This laptop doesn't work for photos, but I'll have a look at work tomorrow.

Thanks for the kind words and for recognising the most elemental of sports.

mimi said...

Tooting: Pantani's disgrace nearly lost me to Pro-Cycling and I often had suspicions about Lance, also didn't like the way he went about winning the Tour, but somehow, I have hung on to my love for the sport. There have always been some conspicuously clean men in the peloton and that was good enough. This year, I really truly believe that the drug cheats are losing the war.
Give it another chance, please.

TTT said...

Mimi - I hope to do so.

I didn't like the way Lance ran his season, but I loved the way he won his Tours. "The Look" was more exciting than all five of Big Mig's wins alone and while it was seldom romantic, it was like watching diamonds harden from coal.

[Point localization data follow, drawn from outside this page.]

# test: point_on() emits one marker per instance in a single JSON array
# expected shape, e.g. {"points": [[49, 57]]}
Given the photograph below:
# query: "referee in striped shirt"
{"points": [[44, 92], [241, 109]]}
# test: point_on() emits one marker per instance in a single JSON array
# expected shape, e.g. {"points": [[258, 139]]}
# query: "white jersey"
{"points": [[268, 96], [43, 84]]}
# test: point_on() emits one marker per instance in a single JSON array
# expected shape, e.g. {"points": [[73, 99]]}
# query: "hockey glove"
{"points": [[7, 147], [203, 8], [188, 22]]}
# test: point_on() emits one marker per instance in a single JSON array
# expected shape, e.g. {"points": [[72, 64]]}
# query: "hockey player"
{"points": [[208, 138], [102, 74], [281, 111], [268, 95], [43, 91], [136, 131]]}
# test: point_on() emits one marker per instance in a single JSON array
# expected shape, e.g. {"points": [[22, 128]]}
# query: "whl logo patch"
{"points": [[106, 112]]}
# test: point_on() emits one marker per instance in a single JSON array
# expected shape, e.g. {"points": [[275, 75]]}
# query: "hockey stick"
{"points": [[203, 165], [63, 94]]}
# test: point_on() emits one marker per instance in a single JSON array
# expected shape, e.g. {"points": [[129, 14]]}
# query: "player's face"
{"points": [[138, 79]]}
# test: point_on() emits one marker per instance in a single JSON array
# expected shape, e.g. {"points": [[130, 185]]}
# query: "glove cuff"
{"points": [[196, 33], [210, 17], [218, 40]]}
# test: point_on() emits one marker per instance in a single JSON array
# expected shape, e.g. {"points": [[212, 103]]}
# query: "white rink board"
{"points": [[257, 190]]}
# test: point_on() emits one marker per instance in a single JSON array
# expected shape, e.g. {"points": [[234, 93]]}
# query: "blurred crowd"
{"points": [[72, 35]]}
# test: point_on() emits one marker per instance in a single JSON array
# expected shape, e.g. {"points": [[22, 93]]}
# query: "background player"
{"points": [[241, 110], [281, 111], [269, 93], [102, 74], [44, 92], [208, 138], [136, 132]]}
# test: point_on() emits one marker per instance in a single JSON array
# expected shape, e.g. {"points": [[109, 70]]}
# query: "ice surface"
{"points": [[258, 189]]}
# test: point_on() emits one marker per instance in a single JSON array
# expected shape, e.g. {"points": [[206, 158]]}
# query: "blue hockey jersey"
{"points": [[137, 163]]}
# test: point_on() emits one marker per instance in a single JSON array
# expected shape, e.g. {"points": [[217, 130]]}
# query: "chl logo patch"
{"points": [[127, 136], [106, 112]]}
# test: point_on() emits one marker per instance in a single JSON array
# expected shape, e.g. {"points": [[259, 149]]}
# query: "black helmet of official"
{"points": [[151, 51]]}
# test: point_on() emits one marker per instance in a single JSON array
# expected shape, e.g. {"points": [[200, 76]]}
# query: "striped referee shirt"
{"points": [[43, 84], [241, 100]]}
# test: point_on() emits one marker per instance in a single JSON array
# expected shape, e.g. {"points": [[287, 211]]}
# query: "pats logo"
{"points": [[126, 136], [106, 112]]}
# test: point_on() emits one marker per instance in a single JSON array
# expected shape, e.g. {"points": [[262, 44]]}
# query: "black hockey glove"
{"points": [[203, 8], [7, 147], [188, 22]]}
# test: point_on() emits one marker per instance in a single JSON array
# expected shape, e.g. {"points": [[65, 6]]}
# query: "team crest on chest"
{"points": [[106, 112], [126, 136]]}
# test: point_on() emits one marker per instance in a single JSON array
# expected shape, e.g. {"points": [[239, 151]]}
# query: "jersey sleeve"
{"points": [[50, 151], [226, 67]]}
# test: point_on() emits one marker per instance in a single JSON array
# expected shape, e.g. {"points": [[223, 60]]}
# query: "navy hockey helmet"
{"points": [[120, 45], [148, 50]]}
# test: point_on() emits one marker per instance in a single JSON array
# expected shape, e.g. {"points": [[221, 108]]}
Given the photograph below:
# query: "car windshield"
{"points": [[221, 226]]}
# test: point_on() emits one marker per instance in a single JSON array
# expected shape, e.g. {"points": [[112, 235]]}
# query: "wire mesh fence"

Marco was THE most magnetic personality in sport in '97 / '98. The day before the storm broke at the Giro, he had punctured at the bottom of a typically achingly beautiful climb to a monastery. He carved through the field like the Eagle of Toledo I had read about and the Herrara of '84 I remembered. I think I might have been cheering at the screen.

He's gone and so is Jimenez who was a fantastic watch too.

Whilst I think Moncoutie and some others are clean, I would never have suspected Millar and Hamilton!!!

Maybe I'll come back, but I think I'll stock up on DVDs of Roger de Vlaminck at Paris-Roubaix, Hinault at the Tour, Eddy anywhere. Maybe they weren't clean either, but it wasn't as systematic, as cynical and as fatal.